The projects are led by community groups, not-for profits, conservation authorities, universities and Indigenous organizations and communities across the province and support commitments in the Canada-Ontario Agreement on Great Lakes Water Quality and Ecosystem Health and Ontario’s Great Lakes Strategy.
Some of the organizations receiving funding include:
- Lower Trent Region Conservation Authority, which received $65,000 to work with area farmers to reduce excess nutrients from agricultural lands. Kaiser Lake Farms in Greater Napanee is one of the farms taking action on their land to help improve water quality and help restore the Bay of Quinte Area of Concern.

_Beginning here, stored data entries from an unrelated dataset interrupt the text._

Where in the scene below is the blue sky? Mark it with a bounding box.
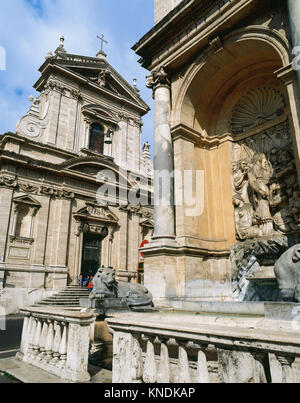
[0,0,154,150]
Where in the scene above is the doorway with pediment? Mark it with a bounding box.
[73,202,119,283]
[81,232,104,278]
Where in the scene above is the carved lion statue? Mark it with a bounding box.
[90,266,118,300]
[274,244,300,302]
[89,266,154,308]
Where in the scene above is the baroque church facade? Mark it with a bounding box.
[0,38,153,313]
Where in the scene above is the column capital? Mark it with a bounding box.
[146,66,171,93]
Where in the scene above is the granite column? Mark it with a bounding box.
[146,67,176,245]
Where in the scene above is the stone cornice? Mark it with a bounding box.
[275,63,297,85]
[141,244,230,258]
[0,152,152,202]
[133,0,258,71]
[0,153,124,190]
[171,123,232,149]
[0,132,77,160]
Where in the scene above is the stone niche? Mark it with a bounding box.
[230,87,300,301]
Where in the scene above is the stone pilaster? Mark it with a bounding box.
[117,210,129,271]
[45,197,72,289]
[0,187,13,262]
[48,198,72,268]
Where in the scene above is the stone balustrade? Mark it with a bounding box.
[17,306,96,383]
[106,312,300,383]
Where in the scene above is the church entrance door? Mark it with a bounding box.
[81,234,102,277]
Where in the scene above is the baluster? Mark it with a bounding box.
[189,342,210,383]
[45,320,54,362]
[50,321,62,366]
[276,354,295,383]
[143,335,157,383]
[57,321,68,369]
[252,352,269,383]
[157,337,172,383]
[38,319,49,361]
[177,340,191,383]
[27,316,37,358]
[18,313,30,358]
[131,333,143,383]
[33,317,42,358]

- Quinte Conservation Association, which received $162,791 to reduce nuisance algae and manage phosphorus in the Bay of Quinte Area of Concern. The project will also monitor and maintain the area’s water quality, fish and wildlife habitat while identifying emerging threats such as invasive species and climate change.
- St. Lawrence River Institute of Environmental Sciences, which received $402,187 for projects that will continue monitoring mercury in fish, sediment and industrial sites to make sure clean-up actions in the St. Lawrence River Area of Concern were effective and support the Mohawk Council of Akwesasne to study the health of Lake Sturgeon and Eel.
- Raisin Region Conservation Authority, which received $140,000 to develop and implement an agricultural land stewardship program and facilitate an outreach and education program to improve water quality within the St. Lawrence River Area of Concern.
- Governing Council of the University of Toronto, which received $610,416 to assess Great Lakes water quality (quantifying nutrients loadings, chlorides, microplastics discharges and tire compounds), evaluate drinking water treatment processes and assess practices that reduce excess nutrients and nutrient runoff from agricultural lands to the Great Lakes.